If these characters are inserted from the Special Character dialog, they look identical, but they fail the Accessibility Check saying "The text formatting conveys additional meaning." But as far as the user knows, there was no text formatting.  They didn't ask for any, and it looks just like the surrounding text.

When you go looking for help on this, you encounter a number of web pages claiming that you shouldn't use unicode in PDF/UA, so you think you can't use these characters. But that's not the actual problem.

The problem is that characters inserted from the Special Character dialog are getting extra character formatting that is hard to detect, but needs to be removed to pass the Accessibility Check.

If you use Style Inspector and use the arrow keys to move over that area, there is just the briefest blip that there is some Character Direct Formatting but it immediately vanishes, so that gives you, maybe a hint. (Is this a bug? Why does it vanish?)

You can use the Clone Formatting painter to copy the format of characters that are OK, but that has no effect (which is itself a defect, but it's not THIS defect). Again that makes you think it must be the characters themselves at fault, but that's not the case.

Further, if you select the text that includes that character, the Styles sidebar indicates "No Character Style" (this happens even if any multiple styles are selected) so you think it can't possibly be a style problem. But it is a formatting problem.

This works reliably: Clear Direct Formatting for selected text does work to get rid of the formatting that was secretly added.

I'm on a new install of LibreOffice so I didn't reset my profile.
Comment 1 m_a_riosv 2023-08-05 07:49:19 UTC
Looks like a duplicate of https://bugs.documentfoundation.org/show_bug.cgi?id=155267

Please, if you are not agreed, reopen this one.
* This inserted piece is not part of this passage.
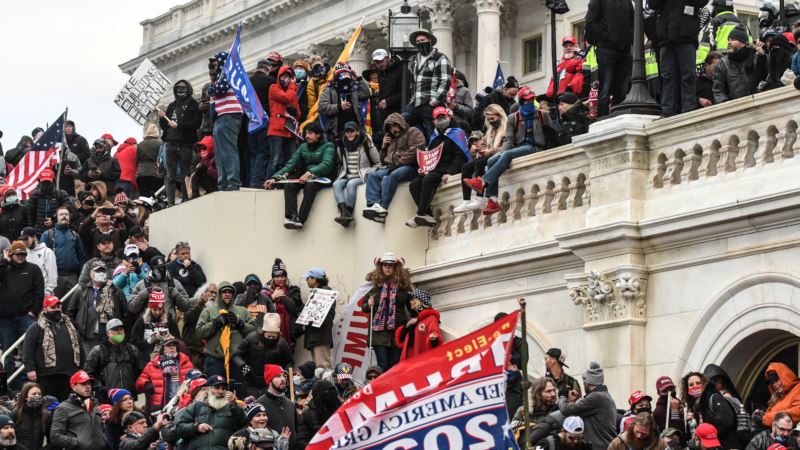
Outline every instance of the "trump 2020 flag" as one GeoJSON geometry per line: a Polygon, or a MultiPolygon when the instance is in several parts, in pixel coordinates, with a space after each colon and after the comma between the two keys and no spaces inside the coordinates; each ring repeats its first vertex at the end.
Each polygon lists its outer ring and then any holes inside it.
{"type": "Polygon", "coordinates": [[[500,67],[500,61],[497,61],[497,71],[494,73],[494,84],[492,89],[502,89],[506,84],[506,76],[503,75],[503,68],[500,67]]]}
{"type": "Polygon", "coordinates": [[[236,28],[236,38],[233,40],[233,45],[231,45],[231,51],[228,52],[228,61],[225,62],[223,70],[228,82],[231,84],[231,89],[236,94],[236,98],[242,104],[244,113],[250,119],[247,131],[252,134],[267,126],[269,118],[264,117],[264,108],[261,107],[258,95],[253,89],[253,85],[250,84],[250,78],[247,77],[247,71],[244,70],[244,65],[242,65],[242,58],[239,55],[239,34],[241,31],[241,26],[236,28]]]}
{"type": "Polygon", "coordinates": [[[506,376],[519,311],[391,368],[344,403],[307,450],[517,449],[506,376]]]}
*** This bug has been marked as a duplicate of bug 155267 ***
Comment 2 V Stuart Foote 2023-08-05 13:04:50 UTC
Confirm that using the SCD to insert breaks text runs around the inserted character.  

Sometimes this would be expected even needed when font of the PS does not include the glyph being pasted (or the glyph is explicitly selected from a different font than in use for PS).

But when the PS font includes the glyph, the extra spans and T-text styles are not needed and as with bug 155267 can disrupt the PDF/UA export validation.

@Justin, Mike -- could/should the SCD insert logic be expanded to check the PS font so as to not add the additional spans when not needed?